Assistant Secretary of State for Political-Military Affairs Andrew J. Shapiro recently announced that the Obama administration would not put conditions on American security assistance to Egypt.


Construction was completed on the first of four fast, new U.S.-built missile ships bound for Egypt. These 550-ton ships can reach top speeds of 41 knots, armed with Harpoon surface-to-surface missiles, and are designed to operate at sea for up to eight days. The last of the ships is expected to be delivered to Egypt in late 2013.


In late October, an Egyptian helicopter entered Israeli airspace over the Negev without authorization, refused to respond to radio hails, and only left after four Israeli F-16 fighter jets were scrambled and fired warning shots. The IAF said it viewed the event with the fullest gravity, speculating that it could be anything from an unintentional error to a reconnaissance mission.



The United States, adhering to the Status of Forces Agreement it signed with its Iraqi counterpart, announced that it would withdraw all remaining U.S. armed forces from Iraq by December 31, 2011. As a result, the U.S. will no longer control Iraqi airspace. The current U.S. general in charge of training the Iraqi air force predicted there would be  at least a "two-year gap" in Iraqi air defenses, or until the Iraqi air force will be able to use the 18 U.S.-produced F-16 fighter jets it had ordered.

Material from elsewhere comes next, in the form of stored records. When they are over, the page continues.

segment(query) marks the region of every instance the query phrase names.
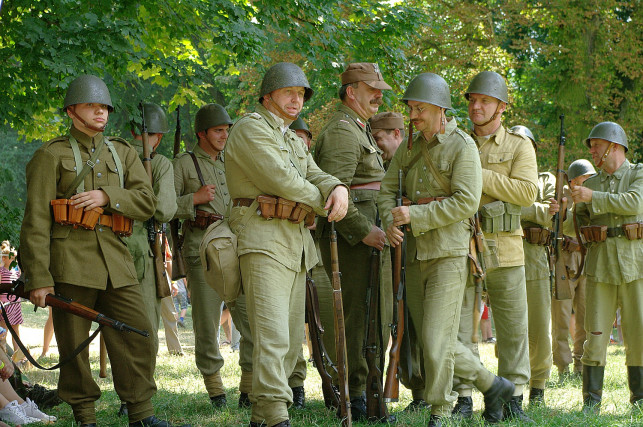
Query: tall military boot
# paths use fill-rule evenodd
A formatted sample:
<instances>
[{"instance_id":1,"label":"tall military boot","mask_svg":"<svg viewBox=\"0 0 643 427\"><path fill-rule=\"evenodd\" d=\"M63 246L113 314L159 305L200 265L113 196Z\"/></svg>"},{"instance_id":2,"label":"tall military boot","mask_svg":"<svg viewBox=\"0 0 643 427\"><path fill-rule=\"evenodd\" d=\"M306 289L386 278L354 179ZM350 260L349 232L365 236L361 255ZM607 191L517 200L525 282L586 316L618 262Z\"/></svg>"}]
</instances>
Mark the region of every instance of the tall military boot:
<instances>
[{"instance_id":1,"label":"tall military boot","mask_svg":"<svg viewBox=\"0 0 643 427\"><path fill-rule=\"evenodd\" d=\"M643 366L627 367L627 382L630 385L630 402L643 408Z\"/></svg>"},{"instance_id":2,"label":"tall military boot","mask_svg":"<svg viewBox=\"0 0 643 427\"><path fill-rule=\"evenodd\" d=\"M596 413L601 411L603 396L603 377L605 366L583 365L583 412Z\"/></svg>"},{"instance_id":3,"label":"tall military boot","mask_svg":"<svg viewBox=\"0 0 643 427\"><path fill-rule=\"evenodd\" d=\"M495 424L502 421L502 406L509 402L515 390L514 384L506 378L496 377L491 388L482 392L484 395L484 412L482 418L488 424Z\"/></svg>"}]
</instances>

Following the U.S. withdrawal, Iraq has rejected offers by both Turkey and Iran to train its armed forces.

U.S.-Israel Cooperation


In a speech to the Washington Institute for Near East Policy, Assistant Secretary of State for Political-Military Affairs Andrew J. Shapiro gave a robust defense of Israel as a strategic asset for the United States. He also made several important announcements. First, next year, the U.S. will combine U.S. European Command's premiere exercise, Austere Challenge, with the annual U.S.-Israel Juniper Cobra exercise. In doing so, more than 5,000 U.S. and Israeli forces will be simulating the ballistic missile defense of Israel, "making it by far the largest and most significant exercise in U.S.-Israeli history." Second, he announced that Israel would soon join other U.S. partners, such as NATO countries, Japan, Korea, Australia, and New Zealand, to be subjected to an expedited Congressional notification process for arms transactions. Going forward, sales will be concluded more quickly as it imposes a higher value threshold that necessitates notification of Congress. Third, he that the Administration did not support the cutoff of American aid to Lebanon and the Palestinian Authority. 


Netanyahu-PanettaSecretary of Defense Leon Panetta visited Israel in October, emphasizing that "we have always made a commitment to do everything we can to support the security of Israel and as the secretary of defense, I intend to continue that commitment.  I think it's important for us to say to this region that when it comes to the difficult issues we face we stand together to try to confront our difficult and common challenges."